Papers

SnowFlock: Rapid Virtual Machine Cloning for Cloud Computing (2009)

Summary. Public clouds like Amazon's EC2 or Google's Compute Engine allow users to elastically spawn a huge number virtual machines on a huge number of physical machines. However, spawning a VM can take on the order of minutes, and typically spawned VMs are launched in some static initial state. SnowFlock implements the VM fork abstraction, in which a parent VM forks a set of children VMs all of which inherit a snapshot of the parent. Moreover, SnowFlock implements this abstraction with subsecond latency. A subsecond VM fork implementation can be used for sandboxing, parallel computation (the focus of this paper), load handling, etc.

SnowFlock is built on top of Xen. Specifically, it is a combination of modifications to the Xen hypervisor and a set of daemons running in dom0 which together forms a distributed system that manages virtual machine forking. Guests use a set of calls (i.e. sf_request_ticket, sf_clone, sf_join, sf_kill, and sf_exit) to request resources on other machines, fork children, wait for children, kill children, and exit from a child. This implies that applications must be modified. SnowFlock implements the forking mechanism and leaves policy to pluggable cluster framework management software.

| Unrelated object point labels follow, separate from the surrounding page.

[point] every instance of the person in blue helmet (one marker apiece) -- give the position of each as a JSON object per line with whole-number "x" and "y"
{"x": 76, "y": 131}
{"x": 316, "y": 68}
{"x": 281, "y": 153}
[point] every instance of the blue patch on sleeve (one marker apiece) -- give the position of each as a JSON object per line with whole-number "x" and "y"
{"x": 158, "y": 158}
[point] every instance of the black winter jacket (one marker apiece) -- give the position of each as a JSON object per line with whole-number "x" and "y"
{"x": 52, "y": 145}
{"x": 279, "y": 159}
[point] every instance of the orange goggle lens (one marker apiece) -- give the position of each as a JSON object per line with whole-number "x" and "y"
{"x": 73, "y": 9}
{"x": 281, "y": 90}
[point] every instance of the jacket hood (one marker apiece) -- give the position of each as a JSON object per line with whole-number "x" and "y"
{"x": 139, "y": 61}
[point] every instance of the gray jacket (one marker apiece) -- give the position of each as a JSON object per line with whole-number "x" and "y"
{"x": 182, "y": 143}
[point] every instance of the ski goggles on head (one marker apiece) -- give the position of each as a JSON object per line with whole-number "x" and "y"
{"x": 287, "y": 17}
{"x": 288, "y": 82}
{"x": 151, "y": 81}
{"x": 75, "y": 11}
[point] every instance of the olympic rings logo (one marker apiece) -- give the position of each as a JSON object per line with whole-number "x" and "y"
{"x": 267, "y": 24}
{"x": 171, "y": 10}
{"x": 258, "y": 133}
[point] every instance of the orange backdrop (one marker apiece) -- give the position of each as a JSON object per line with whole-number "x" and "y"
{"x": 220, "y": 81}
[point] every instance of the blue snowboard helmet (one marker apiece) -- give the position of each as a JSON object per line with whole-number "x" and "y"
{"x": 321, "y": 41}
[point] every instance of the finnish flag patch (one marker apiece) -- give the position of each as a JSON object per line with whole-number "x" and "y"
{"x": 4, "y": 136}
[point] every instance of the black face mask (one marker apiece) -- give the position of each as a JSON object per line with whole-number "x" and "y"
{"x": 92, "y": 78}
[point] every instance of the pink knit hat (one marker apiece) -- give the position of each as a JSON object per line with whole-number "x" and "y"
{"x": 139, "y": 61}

SnowFlock takes advantage of four insights with four distinct implementation details.

VMs can get very large, on the order of a couple of GBs. Copying these images between physical machines can saturate the network, and even when implemented using things like multicast, can still be slow. Thus, SnowFlock must reduce the amount of state transfered between machines. SnowFlock takes advantage of the fact that a newly forked VM doesn't need the entire VM image to start running. Instead, SnowFlock uses VM Descriptors: a condensed VM image that consists of VM metadata, a few memory pages, registers, a global descriptor table, and page tables. When a VM is forked, a VM descriptor for it is formed and sent to the children to begin running.
When a VM is created from a VM descriptor, it doesn't have all the memory it needs to continue executing. Thus, memory must be sent from the parent when it is first accessed. Parent VMs use copy-on-write to maintain an immutable copy of memory at the point of the snapshot. Children use Xen shadow pages to trap accesses to pages not yet present and request them from the parent VM.
Sometimes VMs access memory that they don't really need to get from the parent. SnowFlock uses two avoidance heuristics to avoid the transfer overhead. First, if new memory is being allocated (often indirectly through a call to something like malloc), the memory contents are not important and do not need to be paged in from the parent. A similar optimization is made for buffers being written to by devices.
Finally, parent and children VMs often access the same code and data. SnowFlock takes advantage of this data locality by prefetching; when one child VM requests a page of memory, the parent multicasts it to all children.

Furthermore, the same copy-on-write techniques to maintain an immutable snapshot of memory are used on the disk. And, the parent and children virtual machines are connected by a virtual subnet in which each child is given an IP address based on its unique id.